"Angan" namanya. Kata orang tua, kelakuannya mirip sekali dengan saya waktu kecil, tidak mau diam. (tapi saya gak ingat)
Sepulang saya kerja kadang-kadang dia berulah, makanan berkuah/minumannya yang tinggal sedikit ditumpahkan ke lantai kemudian digosok-gosok pakai kakinya. Saya khawatir air yang tumpah di lantai membuat dia terpleset. Kadang-kadang saya lepas kontrol sehingga bicara dengan agak keras kepadanya supaya dia nurut, tapi setelahnya saya selalu menyesal. Dan dia belum pernah nurut jika dinasehati dengan kasar.
Malam tadi, selepas solat magrib, saya berniat membaca alquran, lalu angan meminta alquran yang biasa dibaca ibunya.

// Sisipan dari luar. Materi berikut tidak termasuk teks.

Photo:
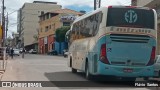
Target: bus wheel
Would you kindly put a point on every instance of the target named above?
(87, 74)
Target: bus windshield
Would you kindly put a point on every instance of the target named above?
(130, 17)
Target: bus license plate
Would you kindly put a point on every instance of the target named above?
(128, 70)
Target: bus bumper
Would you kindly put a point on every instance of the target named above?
(113, 70)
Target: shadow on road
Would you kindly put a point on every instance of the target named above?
(68, 80)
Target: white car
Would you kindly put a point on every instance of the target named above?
(16, 52)
(157, 66)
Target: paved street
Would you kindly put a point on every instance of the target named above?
(51, 68)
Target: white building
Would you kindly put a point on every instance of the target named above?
(28, 20)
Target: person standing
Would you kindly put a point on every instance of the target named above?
(23, 51)
(12, 52)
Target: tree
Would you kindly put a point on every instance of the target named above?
(61, 32)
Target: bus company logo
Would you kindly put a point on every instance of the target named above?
(131, 16)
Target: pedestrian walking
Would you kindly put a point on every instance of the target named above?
(23, 51)
(12, 52)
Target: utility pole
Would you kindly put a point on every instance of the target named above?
(3, 24)
(97, 4)
(7, 21)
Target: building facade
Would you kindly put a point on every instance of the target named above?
(49, 22)
(156, 5)
(28, 20)
(15, 39)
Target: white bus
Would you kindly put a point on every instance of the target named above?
(114, 41)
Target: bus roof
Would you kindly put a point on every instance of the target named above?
(100, 9)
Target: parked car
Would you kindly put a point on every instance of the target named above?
(157, 66)
(53, 52)
(16, 52)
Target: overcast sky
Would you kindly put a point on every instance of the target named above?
(13, 5)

Saya memberikan buku iqro kepadanya, karena biasanya alquran hanya dijadikan mainan olehnya. Tak seperti biasanya, dia nggak ngeyel dan mau diberikan iqro. Saat saya mulai mengaji, dia meminta saya untuk membacakan iqro, kemudian saya memangku angan dan membacakan iqro nya. Ia mulai mengikuti bacaan saya, lalu saya meminta ia yang membaca hurufnya (dia sudah hafal hijaiyah dengan menggunakan lagu). Akhirnya dia membaca iqro dengan saya menuntun jarinya untuk menunjukkan huruf yang dibaca, ia membaca sampai huruf Jim (Ja) sebelum akhirnya bosan.
Betapa senang saya melihatnya lancar membaca iqro untuk kali pertama.
Saya tidak mengingat apapun saat saya masih seusia Angan. Dimarahi atau dipuji saya tak ingat. Mungkin begitu juga dengan angan nanti.
Sebagai orang tua saya hanya harus meninggalkan memori-memori indah pada anak, bahkan jika anak sedang membuat kesal, sepertinya saya sebagai orang tua yang harus menambah kapasitas kesabaran.